BANGALORE: Putting up a brave face against the alleged espionage by Chinese hackers against Indian defence and shipping companies, a report filed by Trend Micro, a global computer security group has nailed Gu Kaiyuan, a graduate from the Sichuan University in Chengdu, China.
Not only has this report sent ripples of fear across the country’s defence wings, but also pointed out the obvious vulnerability of the untrained defence personnel, who might be accessing sensitive information through emails and the internet. After the report was released by Trend Micro on Friday, investigations revealed that the project LuckyCat was the brainchild of this graduate Gu Kaiyuan, who received government financing for research in computer network defence. Now, the graduate is also said to be an employee at Tencent, China’s leading Internet portal company. Researchers have further pointed at a possible state-sponsored campaign.

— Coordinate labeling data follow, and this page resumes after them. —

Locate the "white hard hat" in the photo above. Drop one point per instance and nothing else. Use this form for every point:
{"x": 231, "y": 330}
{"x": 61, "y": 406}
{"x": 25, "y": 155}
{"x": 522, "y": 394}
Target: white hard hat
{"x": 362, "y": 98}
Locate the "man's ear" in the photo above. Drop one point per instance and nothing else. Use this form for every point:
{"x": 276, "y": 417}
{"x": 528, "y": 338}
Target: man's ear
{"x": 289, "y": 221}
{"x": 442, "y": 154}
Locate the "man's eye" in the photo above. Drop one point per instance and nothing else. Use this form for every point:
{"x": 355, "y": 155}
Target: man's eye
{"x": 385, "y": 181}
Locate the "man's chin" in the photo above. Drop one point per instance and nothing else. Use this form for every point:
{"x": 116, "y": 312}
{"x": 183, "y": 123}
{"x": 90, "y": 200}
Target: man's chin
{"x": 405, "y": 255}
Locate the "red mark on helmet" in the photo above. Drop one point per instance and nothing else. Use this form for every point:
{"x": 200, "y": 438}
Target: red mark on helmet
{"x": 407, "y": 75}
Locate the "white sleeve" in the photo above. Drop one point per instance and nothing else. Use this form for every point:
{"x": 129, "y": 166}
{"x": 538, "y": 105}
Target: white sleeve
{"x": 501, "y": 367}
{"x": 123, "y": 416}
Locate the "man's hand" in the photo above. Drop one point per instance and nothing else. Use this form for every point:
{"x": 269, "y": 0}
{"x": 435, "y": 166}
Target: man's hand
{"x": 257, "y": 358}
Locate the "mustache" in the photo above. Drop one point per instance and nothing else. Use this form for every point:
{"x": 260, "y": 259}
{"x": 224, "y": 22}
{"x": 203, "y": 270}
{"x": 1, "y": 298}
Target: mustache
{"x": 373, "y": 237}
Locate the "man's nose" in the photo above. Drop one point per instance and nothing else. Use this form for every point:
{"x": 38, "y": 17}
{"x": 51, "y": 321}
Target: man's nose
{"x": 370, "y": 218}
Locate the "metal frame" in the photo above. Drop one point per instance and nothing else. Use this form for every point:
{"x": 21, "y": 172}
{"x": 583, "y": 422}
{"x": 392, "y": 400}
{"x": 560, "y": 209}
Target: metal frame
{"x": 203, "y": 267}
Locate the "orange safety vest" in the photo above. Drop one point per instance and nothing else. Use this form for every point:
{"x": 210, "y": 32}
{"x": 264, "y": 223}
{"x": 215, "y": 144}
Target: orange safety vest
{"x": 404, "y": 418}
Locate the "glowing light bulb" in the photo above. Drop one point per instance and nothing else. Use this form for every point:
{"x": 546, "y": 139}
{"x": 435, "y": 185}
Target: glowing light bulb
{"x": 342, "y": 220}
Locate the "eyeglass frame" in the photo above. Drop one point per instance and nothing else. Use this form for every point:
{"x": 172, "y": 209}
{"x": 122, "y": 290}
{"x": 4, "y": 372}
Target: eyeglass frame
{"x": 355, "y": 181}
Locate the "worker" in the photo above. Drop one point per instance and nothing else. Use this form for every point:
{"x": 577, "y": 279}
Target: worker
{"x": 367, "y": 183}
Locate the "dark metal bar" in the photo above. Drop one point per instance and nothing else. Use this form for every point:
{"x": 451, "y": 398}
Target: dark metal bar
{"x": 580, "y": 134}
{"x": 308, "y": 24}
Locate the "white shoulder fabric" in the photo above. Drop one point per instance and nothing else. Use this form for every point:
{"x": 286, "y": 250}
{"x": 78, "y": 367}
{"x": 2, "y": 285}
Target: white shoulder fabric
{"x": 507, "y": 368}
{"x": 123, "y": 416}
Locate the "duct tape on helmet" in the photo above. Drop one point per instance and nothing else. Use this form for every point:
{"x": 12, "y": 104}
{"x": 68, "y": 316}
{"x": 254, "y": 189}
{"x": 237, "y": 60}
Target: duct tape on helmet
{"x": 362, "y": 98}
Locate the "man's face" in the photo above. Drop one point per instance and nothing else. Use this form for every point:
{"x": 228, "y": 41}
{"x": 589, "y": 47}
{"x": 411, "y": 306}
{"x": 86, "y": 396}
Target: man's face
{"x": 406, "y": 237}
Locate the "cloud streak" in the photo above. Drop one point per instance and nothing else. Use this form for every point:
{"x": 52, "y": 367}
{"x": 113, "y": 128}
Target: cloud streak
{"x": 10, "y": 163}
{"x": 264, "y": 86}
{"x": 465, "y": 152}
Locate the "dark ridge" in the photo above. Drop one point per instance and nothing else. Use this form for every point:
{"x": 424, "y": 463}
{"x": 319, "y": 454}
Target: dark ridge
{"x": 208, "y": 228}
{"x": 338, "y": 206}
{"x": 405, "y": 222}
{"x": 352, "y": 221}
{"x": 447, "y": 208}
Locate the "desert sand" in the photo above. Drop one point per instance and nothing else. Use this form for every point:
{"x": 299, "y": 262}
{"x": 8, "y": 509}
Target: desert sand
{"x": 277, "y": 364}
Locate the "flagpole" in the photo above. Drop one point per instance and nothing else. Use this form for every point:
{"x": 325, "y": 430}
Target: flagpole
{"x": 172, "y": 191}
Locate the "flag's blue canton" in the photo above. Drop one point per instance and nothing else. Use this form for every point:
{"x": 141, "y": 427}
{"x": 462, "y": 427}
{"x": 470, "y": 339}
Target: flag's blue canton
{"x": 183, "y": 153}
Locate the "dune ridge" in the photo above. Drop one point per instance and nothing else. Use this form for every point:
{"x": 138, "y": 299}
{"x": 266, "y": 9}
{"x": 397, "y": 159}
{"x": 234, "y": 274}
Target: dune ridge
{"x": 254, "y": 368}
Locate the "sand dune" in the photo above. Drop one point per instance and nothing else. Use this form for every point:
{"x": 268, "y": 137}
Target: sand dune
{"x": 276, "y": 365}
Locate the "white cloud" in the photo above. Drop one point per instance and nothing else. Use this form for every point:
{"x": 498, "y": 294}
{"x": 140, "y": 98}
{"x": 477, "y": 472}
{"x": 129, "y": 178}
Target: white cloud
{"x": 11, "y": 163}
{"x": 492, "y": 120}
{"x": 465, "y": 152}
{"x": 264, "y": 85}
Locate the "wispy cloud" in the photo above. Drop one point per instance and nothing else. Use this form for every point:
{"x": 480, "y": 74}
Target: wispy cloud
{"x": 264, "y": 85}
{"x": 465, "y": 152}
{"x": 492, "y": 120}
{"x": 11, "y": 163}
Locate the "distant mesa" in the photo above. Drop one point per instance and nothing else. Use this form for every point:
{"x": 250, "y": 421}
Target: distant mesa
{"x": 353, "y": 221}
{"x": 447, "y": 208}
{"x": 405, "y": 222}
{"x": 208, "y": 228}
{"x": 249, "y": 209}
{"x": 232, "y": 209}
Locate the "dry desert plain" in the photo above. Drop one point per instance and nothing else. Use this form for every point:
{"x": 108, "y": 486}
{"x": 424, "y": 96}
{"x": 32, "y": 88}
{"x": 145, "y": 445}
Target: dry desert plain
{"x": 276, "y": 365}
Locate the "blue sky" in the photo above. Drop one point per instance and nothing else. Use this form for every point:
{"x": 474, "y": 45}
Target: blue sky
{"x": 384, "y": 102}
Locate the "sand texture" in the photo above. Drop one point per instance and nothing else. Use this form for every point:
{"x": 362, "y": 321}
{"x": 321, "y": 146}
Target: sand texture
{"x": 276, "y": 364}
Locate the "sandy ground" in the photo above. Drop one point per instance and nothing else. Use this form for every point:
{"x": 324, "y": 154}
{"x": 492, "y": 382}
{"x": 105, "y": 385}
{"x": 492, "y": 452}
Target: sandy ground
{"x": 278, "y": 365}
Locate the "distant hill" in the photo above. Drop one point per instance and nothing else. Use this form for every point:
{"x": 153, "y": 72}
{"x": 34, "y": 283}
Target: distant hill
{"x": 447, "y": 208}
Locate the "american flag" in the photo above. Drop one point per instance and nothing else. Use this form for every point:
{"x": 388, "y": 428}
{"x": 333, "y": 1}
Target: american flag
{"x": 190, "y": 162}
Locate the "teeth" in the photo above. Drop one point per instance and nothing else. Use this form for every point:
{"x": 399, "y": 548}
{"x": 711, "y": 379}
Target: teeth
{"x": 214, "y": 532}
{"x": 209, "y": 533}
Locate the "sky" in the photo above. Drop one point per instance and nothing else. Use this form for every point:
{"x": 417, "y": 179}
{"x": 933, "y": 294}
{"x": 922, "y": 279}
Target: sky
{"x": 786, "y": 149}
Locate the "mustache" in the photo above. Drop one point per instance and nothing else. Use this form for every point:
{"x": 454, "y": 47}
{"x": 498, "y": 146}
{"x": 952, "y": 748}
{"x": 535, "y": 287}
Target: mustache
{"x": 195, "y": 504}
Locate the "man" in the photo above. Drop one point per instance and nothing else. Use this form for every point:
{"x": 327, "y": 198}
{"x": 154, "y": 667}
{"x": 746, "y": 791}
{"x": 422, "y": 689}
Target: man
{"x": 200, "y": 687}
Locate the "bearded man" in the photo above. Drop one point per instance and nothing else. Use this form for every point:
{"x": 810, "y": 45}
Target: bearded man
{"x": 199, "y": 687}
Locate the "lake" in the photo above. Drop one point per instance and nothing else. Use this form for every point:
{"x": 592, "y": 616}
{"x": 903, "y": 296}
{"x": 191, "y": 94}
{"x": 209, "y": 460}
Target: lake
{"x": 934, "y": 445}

“This was a systematic attack on around 233 personal computers and the victims spanned across Asia. The victims in India included officials from the Indian military research organisations, shipping companies, aerospace and energy companies. The LuckyCat campaign has been active since at least June 2011. The campaign has been linked to 90 attacks against these industries. The threat actors behind the campaign used a unique campaign code to track victims of specific attacks,” revealed Baburaj Varma, Head, Technical Services (India & SAARC), Trend Micro.
The report further shows that they traced the attacks to an email address used to register one of the command-and-control servers that directed the attacks. “The address was mapped to a number which is equivalent of China’s online instant messaging screen name that led us to an online alias ‘scuhkr’ or Sichuan University Hacker. Investigations conducted in the USA traced the online alias ‘scuhkr’ to Gu Kaiyuan, who wrote articles on hacking under the same name while in Sichuan University from 2003 to 2006. “The hacker had sent out emails to the victims with a subject line that read ‘Indian Ballistic Military Defence Program’ (in detail inside information). Once the mail is opened, a malware is directly installed to the person’s computer and their communication, emails and other files can then be accessed by the hacker. From the start, this did not seem like a simple cyber crime, it is a spying activity. We have alerted the victims,” explained Varma.